WP Kinsella, If Wishes Were Horses

How could If Wishes Were Horses miss? W.P. Kinsella's collected works include both clunkers and hits, but the two novels for which some of his readers actually venerate him (rather than simply appreciate him) are The Iowa Baseball Confederacy, featuring Gideon Clarke, and Shoeless Joe, featuring Ray Kinsella, which you may - and should - also know as Field of Dreams, starring the then-ascendant Kevin Costner, who may never have been better.

Because If Wishes Were Horses brings together Ray Kinsella and Gideon Clarke in the same volume, and lets them both talk at length, without interruption, with each chapter entirely narrated by only one character. If the first two novels were as character-driven as most of us thought they were, then this novel would be wonderful.

Basically, Ray and Gideon come together to ponder and help solve the unlikely, improbable, and impossible events occurring in the life (or possibly lives) of Iowa-born Joe McCoy, a retired pro baseball player on the run after apparently kidnapping a child and committing numerous other crimes - except that it didn't quite happen that way, and for some reason nobody wants to actually arrest the guy. McCoy means well, always, and he lives a small life with at best small victories, so we're meant to see in him our own weaknesses (and our own strengths in Kinsella and Clarke, vindicated in the earlier novels).

It's a brilliant idea, and the set-up is terrific. I bought into the characters (OK, the male characters - the female ones, Kinsella has always kind of struggled with), and I appreciated how he handled questions of setting.

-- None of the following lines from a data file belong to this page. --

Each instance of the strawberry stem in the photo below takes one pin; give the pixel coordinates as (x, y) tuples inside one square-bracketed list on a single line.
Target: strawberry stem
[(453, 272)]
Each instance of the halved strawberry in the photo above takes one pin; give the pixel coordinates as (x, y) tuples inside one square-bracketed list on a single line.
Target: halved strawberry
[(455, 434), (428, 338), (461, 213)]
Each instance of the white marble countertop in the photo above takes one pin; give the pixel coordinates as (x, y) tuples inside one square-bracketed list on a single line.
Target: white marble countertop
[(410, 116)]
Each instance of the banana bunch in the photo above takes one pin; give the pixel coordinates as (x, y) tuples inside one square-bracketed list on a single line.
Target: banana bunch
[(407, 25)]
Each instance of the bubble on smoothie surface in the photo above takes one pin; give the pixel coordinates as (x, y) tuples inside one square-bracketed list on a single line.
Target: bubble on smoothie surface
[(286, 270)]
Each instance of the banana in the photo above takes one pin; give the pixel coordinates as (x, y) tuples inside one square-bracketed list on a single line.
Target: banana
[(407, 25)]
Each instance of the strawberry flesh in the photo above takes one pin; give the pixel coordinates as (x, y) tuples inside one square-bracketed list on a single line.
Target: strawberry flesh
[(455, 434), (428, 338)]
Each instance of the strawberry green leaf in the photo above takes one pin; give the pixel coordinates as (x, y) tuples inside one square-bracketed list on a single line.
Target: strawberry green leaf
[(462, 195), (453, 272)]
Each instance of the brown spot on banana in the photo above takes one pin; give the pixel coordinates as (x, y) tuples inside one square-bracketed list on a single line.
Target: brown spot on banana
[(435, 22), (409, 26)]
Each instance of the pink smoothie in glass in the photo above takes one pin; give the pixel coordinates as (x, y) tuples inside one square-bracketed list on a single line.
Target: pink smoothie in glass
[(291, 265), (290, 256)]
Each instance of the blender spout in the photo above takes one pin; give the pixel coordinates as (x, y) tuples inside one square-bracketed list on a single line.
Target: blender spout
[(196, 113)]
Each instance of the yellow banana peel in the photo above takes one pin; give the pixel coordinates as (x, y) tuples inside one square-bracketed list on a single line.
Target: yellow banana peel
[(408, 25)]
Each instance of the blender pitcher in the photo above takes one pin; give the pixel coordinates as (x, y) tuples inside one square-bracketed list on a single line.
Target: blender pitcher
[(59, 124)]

But I'm glad I read enough to be glad of partial successes. I couldn't stay excited about this book, and the big plot twist explaining McCoy's increasingly improbable existence ... well, let's just say that the original version of The Abyss came to mind for me. I mean, honestly. Dude. It's a novel: there's no reason not to give us the director's-cut DVD up front, with all the good stuff left in.

Lots of sweetness in this novel, but for me, not enough of anything else.